I don’t think you understand what the security boundary of iMessage is.
People’s phones got compromised by NSO sending images to them via whatsapp that used an exploit in one of the image libraries to run a malware payload. The security boundary isn’t about whether you can see your own messages, it’s whether bad people can root your phone by getting untrusted code to run. That’s a very different proposition if iMessage is a single codebase that they fully own end to end versus it has a plugin ecosystem. Having such a plugin system widens the security boundary by adding a much larger codebase that would require trust.
It doesn't need to be a plugin ecosystem - no third party code needs to run within the iMessage processes/sandboxes/containers. In fact, no third-party code needs to run at all on the phone - all that's needed is to expose an API over BLE that allows previously authorized external devices to query/send messages.
In defense of the "it's security!" position (which is not mine): I think they mean a similar vulnerability could exist on the client side of the API. As in someone sends manipulated media that targets a vulnerability on the third party device, the media gets forwarded through the API, now that compromised third party device does bad things over the API.

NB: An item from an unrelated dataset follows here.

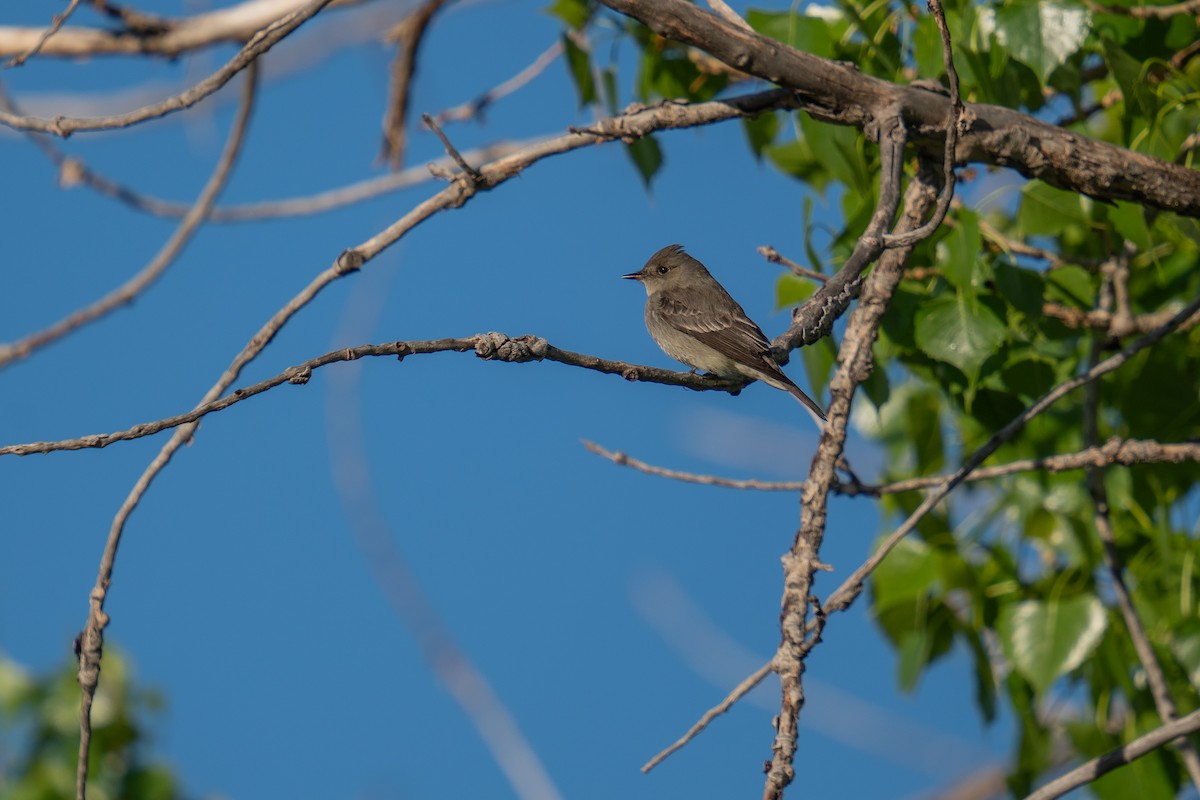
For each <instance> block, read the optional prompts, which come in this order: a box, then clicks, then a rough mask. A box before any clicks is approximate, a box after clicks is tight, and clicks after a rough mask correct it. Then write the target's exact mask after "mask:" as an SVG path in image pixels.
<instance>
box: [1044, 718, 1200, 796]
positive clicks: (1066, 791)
mask: <svg viewBox="0 0 1200 800" xmlns="http://www.w3.org/2000/svg"><path fill="white" fill-rule="evenodd" d="M1198 730H1200V710H1196V711H1193V712H1192V714H1188V715H1187V716H1182V717H1180V718H1178V720H1176V721H1175V722H1170V723H1168V724H1164V726H1163V727H1160V728H1156V729H1154V730H1151V732H1150V733H1147V734H1146V735H1144V736H1138V738H1136V739H1134V740H1133V741H1130V742H1129V744H1127V745H1122V746H1120V747H1117V748H1116V750H1110V751H1109V752H1106V753H1104V754H1103V756H1100V757H1099V758H1093V759H1092V760H1090V762H1087V763H1086V764H1080V765H1079V766H1076V768H1075V769H1073V770H1072V771H1069V772H1067V774H1066V775H1061V776H1058V777H1056V778H1055V780H1054V781H1050V782H1049V783H1046V784H1045V786H1043V787H1042V788H1040V789H1038V790H1037V792H1034V793H1033V794H1030V795H1028V796H1026V798H1025V800H1055V798H1061V796H1062V795H1064V794H1067V793H1068V792H1070V790H1072V789H1078V788H1079V787H1081V786H1085V784H1087V783H1091V782H1092V781H1094V780H1096V778H1098V777H1100V776H1102V775H1105V774H1108V772H1111V771H1112V770H1115V769H1116V768H1118V766H1124V765H1126V764H1129V763H1130V762H1134V760H1136V759H1139V758H1141V757H1142V756H1145V754H1146V753H1151V752H1153V751H1156V750H1158V748H1159V747H1162V746H1163V745H1165V744H1168V742H1169V741H1172V740H1175V739H1178V738H1180V736H1186V735H1188V734H1192V733H1195V732H1198Z"/></svg>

Personally, I think that it's really just a convenient third party lockout excuse, but the argument isn't quite as bad as it may seem at first glance.
> People’s phones got compromised by NSO sending images to them via whatsapp
Has this happened on iOS via WhatsApp?
I know Apple's had a view problems with this happening with iMessage, but always been unsure whether third party app sandbox does a good job of containing this?

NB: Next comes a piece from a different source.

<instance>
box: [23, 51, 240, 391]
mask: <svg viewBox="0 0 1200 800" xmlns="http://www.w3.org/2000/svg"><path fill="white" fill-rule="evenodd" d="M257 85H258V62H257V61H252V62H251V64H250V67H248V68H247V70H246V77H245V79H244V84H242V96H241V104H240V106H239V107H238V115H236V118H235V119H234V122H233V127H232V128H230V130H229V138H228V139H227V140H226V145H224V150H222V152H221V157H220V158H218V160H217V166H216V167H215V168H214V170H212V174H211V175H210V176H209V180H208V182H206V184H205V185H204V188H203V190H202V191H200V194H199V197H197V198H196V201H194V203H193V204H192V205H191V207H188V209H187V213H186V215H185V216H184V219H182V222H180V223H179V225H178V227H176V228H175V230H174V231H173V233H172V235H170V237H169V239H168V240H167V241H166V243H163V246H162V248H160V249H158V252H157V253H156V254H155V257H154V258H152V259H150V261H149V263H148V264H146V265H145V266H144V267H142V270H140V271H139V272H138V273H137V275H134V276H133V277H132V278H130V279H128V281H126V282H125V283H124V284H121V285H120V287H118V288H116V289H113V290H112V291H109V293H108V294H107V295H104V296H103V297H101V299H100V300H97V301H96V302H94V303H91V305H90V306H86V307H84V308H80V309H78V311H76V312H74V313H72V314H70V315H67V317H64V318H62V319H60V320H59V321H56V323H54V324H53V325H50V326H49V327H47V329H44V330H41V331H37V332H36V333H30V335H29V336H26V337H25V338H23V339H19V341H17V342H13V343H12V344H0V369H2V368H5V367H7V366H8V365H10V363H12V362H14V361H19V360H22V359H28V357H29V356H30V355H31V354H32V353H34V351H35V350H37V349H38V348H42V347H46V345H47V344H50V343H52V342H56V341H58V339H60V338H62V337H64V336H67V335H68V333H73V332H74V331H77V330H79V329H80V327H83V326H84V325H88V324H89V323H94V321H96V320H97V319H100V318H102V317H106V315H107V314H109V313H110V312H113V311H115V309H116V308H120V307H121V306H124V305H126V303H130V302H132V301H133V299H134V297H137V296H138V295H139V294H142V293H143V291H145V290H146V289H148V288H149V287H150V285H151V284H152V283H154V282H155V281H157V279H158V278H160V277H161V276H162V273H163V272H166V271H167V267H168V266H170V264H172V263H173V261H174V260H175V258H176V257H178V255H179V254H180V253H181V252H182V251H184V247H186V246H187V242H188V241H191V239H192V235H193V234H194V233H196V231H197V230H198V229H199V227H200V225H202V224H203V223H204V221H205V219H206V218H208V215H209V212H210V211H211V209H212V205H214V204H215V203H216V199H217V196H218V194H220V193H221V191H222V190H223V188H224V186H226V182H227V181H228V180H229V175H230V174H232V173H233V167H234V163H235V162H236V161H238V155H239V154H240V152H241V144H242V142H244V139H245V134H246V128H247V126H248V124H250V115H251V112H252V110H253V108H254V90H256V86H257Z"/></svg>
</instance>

No, that’s not true. NSO Group already has the means to send people spicy JPEGs all they want. Adding this would not significantly change their capabilities.
People’s phones got compromised by NSO sending images to them via whatsapp that used an exploit in one of the image libraries to run a malware payload. The security boundary isn’t about whether you can see your own messages, it’s whether bad people can root your phone by getting untrusted code to run. That’s a very different proposition if iMessage is a single codebase that they fully own end to end versus it has a plugin ecosystem. Having such a plugin system widens the security boundary by adding a much larger codebase that would require trust.